Mescher and his team noted that bumblebees bit chevron-shaped holes in plants but didn’t eat the leaves or carry the bits away. They pierced the leaves with their tongues, then cut holes with their mandibles. The team theorized that the bees were trying to make the plants flower earlier, since it is known that physical stress to a plant affects flowering.

Watch how the bumblebees speed up flowering in this 1:15-minute video:

 

 

Wild bumblebees need a lot of nectar and pollen in the spring when they start to establish colonies. This study indicates that bees can trigger earlier flowering in plants by biting their leaves, which will provide more food and let plants know that pollination is available.  

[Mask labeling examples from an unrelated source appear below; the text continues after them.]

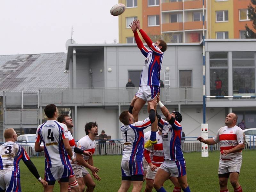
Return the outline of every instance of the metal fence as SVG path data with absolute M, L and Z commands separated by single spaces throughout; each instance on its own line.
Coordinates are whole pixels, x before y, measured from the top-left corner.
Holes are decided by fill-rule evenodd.
M 210 137 L 209 138 L 212 138 Z M 184 152 L 201 151 L 201 143 L 196 140 L 197 137 L 182 137 L 181 141 L 181 149 Z M 245 150 L 256 149 L 256 135 L 246 135 L 246 145 Z M 122 140 L 108 140 L 105 143 L 99 143 L 99 140 L 96 141 L 96 147 L 94 155 L 122 155 L 124 147 Z M 0 143 L 0 145 L 4 143 Z M 26 149 L 29 156 L 42 156 L 44 155 L 43 151 L 36 152 L 34 150 L 34 143 L 25 142 L 17 143 L 22 146 Z M 41 144 L 41 145 L 43 144 Z M 106 153 L 105 151 L 106 148 Z M 208 146 L 209 151 L 218 151 L 220 149 L 220 143 Z M 100 150 L 101 150 L 100 153 Z

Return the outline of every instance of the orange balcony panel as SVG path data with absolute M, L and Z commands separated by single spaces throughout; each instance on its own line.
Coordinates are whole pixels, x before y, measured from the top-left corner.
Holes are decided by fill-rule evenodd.
M 162 11 L 183 9 L 182 2 L 170 2 L 162 4 Z
M 162 31 L 182 31 L 183 30 L 183 23 L 168 23 L 162 24 Z
M 203 29 L 203 21 L 190 21 L 184 23 L 185 30 L 200 29 Z M 206 21 L 204 21 L 204 28 L 206 28 Z
M 204 0 L 204 8 L 206 8 L 206 2 Z M 203 8 L 203 1 L 189 1 L 184 2 L 184 9 L 200 9 Z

The team exposed pollen-starved bumblebees in mesh cages to tomato and black mustard plants that had not yet flowered. Once the bees had bitten 10 holes in the plants, they took them away. Remarkably, observation indicated that the bitten plants flowered up to 30 days earlier than unbitten plants. When the team tried to replicate the bites using razors and forceps, the plants blossomed a little under 25 days earlier, which indicates that there was a bee-specific factor at work that the scientists haven’t identified and can’t replicate. There is speculation that bee saliva may contain chemicals that stimulate the plants to flower, or that the manual cutting done by scientists was inaccurate for some reason, according to Professor Consuelo De Moraes, co-author of the study.  

The experiment was repeated outdoors, with plants that were prevented from flowering. Although the bees still bit plants, they did so less by late April when plants started to bloom. This indicates that bees bite leaves when pollen is scarce. The team noticed two other wild bumblebee species biting plants as well.  

Mescher referred to this behavior as evolutionary, ancient and widespread. It is likely also done by North American bumblebees. He stated that it is remarkable that bees are actively interacting with plants to cause them to flower earlier than they otherwise would, as if the smart bees are leaving a calling card that they are available for pollination.

Bees and flowers need each other. Bees need pollen and nectar to feed themselves, and flowers need pollination services which bees provide, so they can reproduce. Bees are behaviorally adapting to scarce food conditions as temperature change throws bee emergence and flowering out of sync. Mescher believes this mechanism can make flowers and bees more resilient to climate change. 

Since humanity depends of bee pollination for about one-third of our food, this is good news for us, too.